In some parts of India, when a girl starts to menstruate, there is a function held in her home by the family members, or if the family is very rich, they might even hold the function in a five star hotel. Basically all near and dear are informed “our girl can reproduce now”!. And then they partay (deliberate spelling error, get the feel please). While a lot of people think this is a weird as hell thing to do, many think about it as the celebration of the girl’s womanhood. Also in the older days, this was the way of saying “our girl has become big, she can marry and produce babies”, so that interested families could see if a marriage could be arranged with the girl turned woman.
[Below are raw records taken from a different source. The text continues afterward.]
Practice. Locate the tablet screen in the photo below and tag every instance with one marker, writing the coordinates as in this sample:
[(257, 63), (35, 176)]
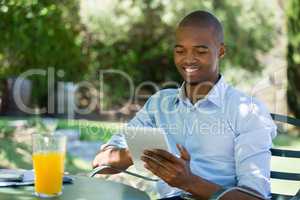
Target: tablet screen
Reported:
[(140, 138)]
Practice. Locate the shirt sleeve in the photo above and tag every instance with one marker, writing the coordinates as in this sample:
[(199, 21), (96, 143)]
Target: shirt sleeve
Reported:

In other parts of India, the men in the family live for years without knowing if the girl in the house in menstruating. In some cases, there are men who do not even know what the hell a period is until they get a wife who goes all ninja on them when she starts to bleed. Believe me, I know of a case like that. Yes, it can be that ‘hush-hush’!
But I feel both the parts previously mentioned border on the extremes. The poor little girl is confused as hell with her bodily changes, a lot of mothers probably do not even give them a proper talk about what is happening and then the whole world is invited to celebrate the bleeding. Yay indeed.
I think I belong to neither, there are other parts too, one can never generalize. But talking about it openly is a bit of a taboo almost everywhere, unless it is in the family. I remember attending a family wedding when I was probably 14 and I was looking for a friend. I went up to her grandfather and asked him where she was. “Oh she could not come dear, she is having her menses”, he told me very casually. I was all “what the hell” in my head at his reaction. In my head, you did not talk about it so casually. When I was in school, it was like a big secret only the ‘bigger girls’ knew about. There would be ridiculous code words for it. Like when I was in hostel, the older girls called it ‘ding ding’, so freaking funny! So the girls who had not got their period yet had no clue about what menstruation was and the girls who did know about it refused to share any information. It served as a way of exclusion. I was one of the first few in my class to get it. So it was just me and two-three other girls and we never said anything to the others, because well, that seemed to be the norm.
As I grew older, I did not hold on to the ridiculous mindset I had. I realized, there is so much fuss about the whole thing for no reason. Every time something happens and if I happen to even mention the word ‘period’/’bleeding’ most men get grossed out. It is so bloody annoying (pun intended). I mean, you do not even want me to mention it, but think it is funny to kid about stuff like ‘PMS’.
“A woman must wait for her ovaries to die before she can get her rightful personality back. Post-menstrual is the same as pre-menstrual; I am once again what I was before the age of twelve: a female human being who knows that a month has thirty day, not twenty-five, and who can spend every one of them free of the shackles of that defect of body and mind known as femininity.”
― Florence King
Okay, so maybe it is not that terrible, but we definitely lose at least two days in every month thanks to our ovaries. And as if the pain is not enough, you put a taboo on talking about it! Not like I care. I am the sorts who would make faces if in pain and if someone asks ‘what happened’, I shoot back upfront – “I am bleeding, literally”. I have done this quite a lot. This once the same thing happened when we were in a taxi and my girlfriends were like “dude, the driver is there”, glaring at me and pointing at the driver.
“So what? Everybody knows we bleed every month, what’s the big deal”, I replied pretty loudly. Disapproving glances and smirks followed. I have been branded ‘crazy’ often enough. Now and then I read impassioned rants about how in stores in India the shopkeepers wrap up sanitary pads in a newspaper as if it is something to be ashamed of. As far as I can remember, I have always asked the shop guys not to do it, not as a ‘feminist’ gesture, but just because it is annoying to unwrap that newspaper and I am lazy as hell. “Aise hi de do bhaiya” (just give it without wrapping it), I always tell the shop guys.
It really does not matter about what people think, it all boils down to you. People are born and raised in a certain way and just because you have a certain strong opinion about something does not mean people will change their perception about it in a day. They might never. But if you want to talk about something, go ahead talk about it. I do not think talking about my period is a big deal, but if need be I mention it now and then. Not to shock or gross people out but just because there might be something happening – like me bleeding.
I think women rarely exaggerate about the pain. Some of them are probably very sensitive and cannot take it. And there are definitely times when we feel like our uterus is a monster, totally bent on getting us and killing us. Not a very good feeling. Imagine a shark nibbling your intestines.
The rare times when a guy decides to ask a question about it, I think it is important that we answer without sarcasm. Like this once a guy friend wondered how do women go on long trekking trips and seem absolutely fine. I told him about how many women take pills to reduce the pain and in many cases they even take pills to delay periods. Although the ones to delay them come with strong possible side-effects.
If only we never had to deal with them at all, then we could go camping in the woods for an entire month without screaming bloody murder when “it is that time of the month”.